Comment la formation peut-elle aider les organisations à devenir plus durables ?
La formation a un rôle crucial à jouer en la matière, en fournissant les connaissances, les outils, et les réseaux nécessaires pour agir efficacement.
Elle permet d’abord de comprendre les enjeux : pour la durabilité comme pour tous les autres sujets, personne ne possède la science infuse. Il est donc essentiel d’acquérir des connaissances et des compétences spécifiques. Il ne suffit pas de savoir que le climat change, il faut comprendre pourquoi et comment cela se produit pour agir. La formation permet d’approfondir ces connaissances, ce qui rend les différents acteurs capables de comprendre les leviers à actionner pour mener la transition. Sans formation, il est plus complexe de saisir la complexité des défis auxquels nous sommes confrontés.
La formation offre par ailleurs la possibilité d’acquérir des outils : en premier lieu des outils de mesure pertinents, tels que le bilan carbone et l’analyse du cycle de vie par exemple. Au-delà de la simple mesure, il est également important d’acquérir des cadres de pensée innovants pour sortir des schémas traditionnels qui ont certes créé de la richesse financière mais aussi contribué à la dégradation de l’environnement et à l’accroissement des inégalités. La formation aide à réfléchir différemment, à innover sur la stratégie et les modèles d’affaires, et à transformer les pratiques existantes pour les aligner avec les objectifs de durabilité.

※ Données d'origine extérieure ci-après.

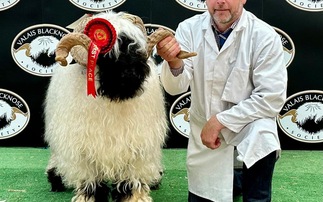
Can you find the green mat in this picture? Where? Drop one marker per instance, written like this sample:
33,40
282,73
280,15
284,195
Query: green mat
298,177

C'est aussi l'occasion de réunir des personnes confrontées aux mêmes problématiques, ce qui favorise l’échange d’expériences et l’inspiration mutuelle. Il ne s’agit pas seulement d’acquérir des connaissances, mais aussi de bénéficier d’une caisse de résonance auprès de publics partageant les mêmes préoccupations. Sur les enjeux de transition écologique, concernant l’urgence climatique ou l’effondrement de la biodiversité par exemple, il y a par ailleurs une dimension personnelle significative, qui s’exprime moins sur d’autres thématiques professionnelles. Bon nombre de participants doivent non seulement gérer des enjeux business, mais ressentent aussi un besoin urgent de parler de ces questions sur un plan plus intime, émotionnel et personnel. Il est fondamental de ne pas éluder cette dimension car elle est très importante. Se retrouver entre pairs permet de libérer la parole, de partager son sentiment personnel et de trouver un soutien moral précieux face à l’éco-anxiété et à l’angoisse.
Les formations attirent souvent des personnes très volontaires, désireuses de progresser dans leur entreprise ou de changer de poste pour mieux aligner leur carrière avec leurs valeurs personnelles. En fournissant les compétences et la confiance nécessaires, la formation peut encourager ces individus à prendre des initiatives, à conduire le changement au sein de leur organisation et à devenir des leaders en matière de durabilité. Ces personnes sont souvent prêtes à aller au-delà des attentes traditionnelles et se sentent capables de transformer leurs organisations de l’intérieur.